Hi TI,
I'm using the MMA through the intrinsics.
I think I have a good understanding on how to use it now, however I still don't succeed in loading the C matrix properly.
Let's say I have 64x64 32b values (all ones for this example) that I want to load into the C matrix.
I would then setup the MMA as below (Only showing the relevant parameters) :
As the LDC instruction only handles 512b vectors, loading an entire C matrix row takes 4 calls of LDC.
Therefore, the swap and reset counters should be set to 4 x 64 (256) to fill the entire C matrix.

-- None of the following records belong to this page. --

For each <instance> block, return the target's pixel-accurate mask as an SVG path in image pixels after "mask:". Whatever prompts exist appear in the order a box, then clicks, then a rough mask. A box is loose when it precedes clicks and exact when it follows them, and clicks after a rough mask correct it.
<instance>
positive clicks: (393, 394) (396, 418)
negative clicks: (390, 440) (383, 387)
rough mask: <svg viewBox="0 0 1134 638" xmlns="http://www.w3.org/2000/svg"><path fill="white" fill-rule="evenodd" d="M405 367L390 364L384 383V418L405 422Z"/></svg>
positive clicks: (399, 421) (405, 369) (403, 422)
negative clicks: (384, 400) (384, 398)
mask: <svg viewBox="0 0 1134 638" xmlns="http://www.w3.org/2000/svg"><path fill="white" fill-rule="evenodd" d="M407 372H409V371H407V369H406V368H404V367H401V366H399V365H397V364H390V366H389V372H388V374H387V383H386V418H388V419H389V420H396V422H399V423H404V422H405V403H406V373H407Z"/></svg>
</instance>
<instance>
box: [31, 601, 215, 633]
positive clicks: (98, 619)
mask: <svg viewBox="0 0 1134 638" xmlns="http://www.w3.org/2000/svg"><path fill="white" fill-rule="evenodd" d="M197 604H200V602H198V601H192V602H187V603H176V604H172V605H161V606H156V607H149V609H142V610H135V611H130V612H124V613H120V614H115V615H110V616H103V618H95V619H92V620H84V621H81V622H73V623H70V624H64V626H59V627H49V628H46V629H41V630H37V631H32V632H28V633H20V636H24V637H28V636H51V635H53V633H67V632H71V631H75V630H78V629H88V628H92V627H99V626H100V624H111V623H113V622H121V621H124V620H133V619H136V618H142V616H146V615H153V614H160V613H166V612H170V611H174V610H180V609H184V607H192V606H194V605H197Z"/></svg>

However when I get the C matrix rows back using the XFER then RCV intrinsics, I get the following result :
As we can (barely) see on the picture above, only the first 16 elements of the first row turned out to be set to 1.
This result is coherent though, as the CLSWPER and CLRSTPER counters are 8b registers.
Setting their values to 256 is like setting them to 0, leading to this behavior.
I have tried setting the load counters to 255, but as we might expect, I got zeros on the last 16 elements :
I have tried changing the LDDST register, but it did not solve my issue : I can't load the entire C matrix with 32b elements.
As I read in the documentation that loading the whole C matrix using the LDDST_X1 option was possible,
I am pretty sure that I miss something, but I can't find out what exactly...
Best regards,
Axel